Concernant nombre de sonates de la fin du XVIIIème siècle il serait toujours très instructif de les écouter sur divers instruments : clavecin, pianoforte, éventuellement clavicorde, et même piano moderne (ça vaut aussi pour Haydn par exemple dont il m'amuse de faire varier les instruments lorsque j'ai envi de l'écouter). On entend des choses différentes suivant les instruments et chacun conduit la musique dans une certaine direction. Malheureusement beaucoup de compositeurs jugés mineurs et redécouverts par des passionnés de musique ancienne (laquelle dispose en général d'un département dédié et séparé dans les conservatoires) ne sont pas interprétés sur instruments modernes.

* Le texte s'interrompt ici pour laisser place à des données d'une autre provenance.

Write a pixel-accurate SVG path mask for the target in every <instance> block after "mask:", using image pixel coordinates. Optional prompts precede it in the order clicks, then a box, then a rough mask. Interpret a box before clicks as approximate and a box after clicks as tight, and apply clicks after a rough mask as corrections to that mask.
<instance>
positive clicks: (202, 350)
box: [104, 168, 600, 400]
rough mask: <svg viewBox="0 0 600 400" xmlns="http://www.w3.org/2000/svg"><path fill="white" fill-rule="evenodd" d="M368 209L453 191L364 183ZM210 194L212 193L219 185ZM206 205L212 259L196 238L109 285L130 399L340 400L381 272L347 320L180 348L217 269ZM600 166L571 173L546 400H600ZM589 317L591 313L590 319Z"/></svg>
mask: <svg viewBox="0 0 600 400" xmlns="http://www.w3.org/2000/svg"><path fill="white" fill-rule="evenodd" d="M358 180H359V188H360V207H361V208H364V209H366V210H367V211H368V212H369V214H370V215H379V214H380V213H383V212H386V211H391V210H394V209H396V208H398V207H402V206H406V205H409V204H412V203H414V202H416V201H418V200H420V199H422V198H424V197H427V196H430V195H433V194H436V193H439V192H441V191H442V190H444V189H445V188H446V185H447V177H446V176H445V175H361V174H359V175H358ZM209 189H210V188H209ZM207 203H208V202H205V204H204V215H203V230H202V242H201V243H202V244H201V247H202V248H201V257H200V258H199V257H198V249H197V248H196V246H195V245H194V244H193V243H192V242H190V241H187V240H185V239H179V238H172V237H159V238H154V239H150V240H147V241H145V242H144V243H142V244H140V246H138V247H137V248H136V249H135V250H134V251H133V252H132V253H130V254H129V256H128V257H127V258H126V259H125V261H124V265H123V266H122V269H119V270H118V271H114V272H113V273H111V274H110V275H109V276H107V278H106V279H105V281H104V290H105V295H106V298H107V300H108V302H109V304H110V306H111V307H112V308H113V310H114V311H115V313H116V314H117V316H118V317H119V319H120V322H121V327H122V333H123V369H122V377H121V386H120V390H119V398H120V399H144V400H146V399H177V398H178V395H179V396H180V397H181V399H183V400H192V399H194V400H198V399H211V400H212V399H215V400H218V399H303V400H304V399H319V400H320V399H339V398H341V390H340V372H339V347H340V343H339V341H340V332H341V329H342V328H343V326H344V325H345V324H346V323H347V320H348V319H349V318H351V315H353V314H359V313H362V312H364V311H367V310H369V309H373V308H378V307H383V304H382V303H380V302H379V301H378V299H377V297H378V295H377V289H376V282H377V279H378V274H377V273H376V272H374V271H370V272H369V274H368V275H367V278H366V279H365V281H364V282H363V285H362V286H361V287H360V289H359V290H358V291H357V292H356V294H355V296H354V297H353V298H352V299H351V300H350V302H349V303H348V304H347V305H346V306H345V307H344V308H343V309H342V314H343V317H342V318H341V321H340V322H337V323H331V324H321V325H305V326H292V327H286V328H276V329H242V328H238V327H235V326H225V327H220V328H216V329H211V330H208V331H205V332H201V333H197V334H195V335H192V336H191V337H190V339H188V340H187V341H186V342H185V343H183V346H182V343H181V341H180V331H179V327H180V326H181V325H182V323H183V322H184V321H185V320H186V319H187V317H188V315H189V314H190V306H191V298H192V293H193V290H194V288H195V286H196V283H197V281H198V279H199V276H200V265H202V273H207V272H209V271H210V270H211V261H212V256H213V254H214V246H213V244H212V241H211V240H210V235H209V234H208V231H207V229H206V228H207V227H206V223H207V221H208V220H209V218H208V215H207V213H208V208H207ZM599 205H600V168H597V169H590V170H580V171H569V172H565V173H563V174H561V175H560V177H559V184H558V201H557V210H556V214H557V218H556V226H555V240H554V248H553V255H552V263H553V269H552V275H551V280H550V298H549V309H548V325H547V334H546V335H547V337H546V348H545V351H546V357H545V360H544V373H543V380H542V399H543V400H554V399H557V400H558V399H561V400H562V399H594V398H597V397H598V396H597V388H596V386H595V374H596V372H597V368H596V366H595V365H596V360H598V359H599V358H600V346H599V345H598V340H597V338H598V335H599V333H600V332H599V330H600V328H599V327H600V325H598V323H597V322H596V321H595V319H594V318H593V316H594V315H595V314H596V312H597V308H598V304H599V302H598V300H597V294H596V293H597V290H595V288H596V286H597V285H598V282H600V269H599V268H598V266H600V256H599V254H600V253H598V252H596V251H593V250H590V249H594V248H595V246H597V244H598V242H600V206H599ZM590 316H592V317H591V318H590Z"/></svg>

Naturellement je préfère personnellement les versions historiquement informées (et en l'occurence compte tenu de la popularité massive du clavecin en France jusqu'à la révolution il n'est pas illégitime de privilégié le clavecin au pianoforte pour la musique française classique pré-révolutionnaire) mais c'est toujours bon d'avoir différentes interprétations sous la main.
Je note que les variations de Tapray gagneraient sans doute en modernité à être interprétées sur autre chose qu'un clavecin, cet instrument leur donnant un côté somme toute très baroque alors que la musique ne l'est pas tant que ça. Il paraît accessoirement difficile de diffuser la musique d'un tel compositeur sans se permettre la largesse de le jouer au piano. En l'occurence le thème des sauvages est très populaire, les variations ont un côté chromatique un peu swingé, je suis sûr qu'il serait facile d'en faire quelque chose sur un steinway.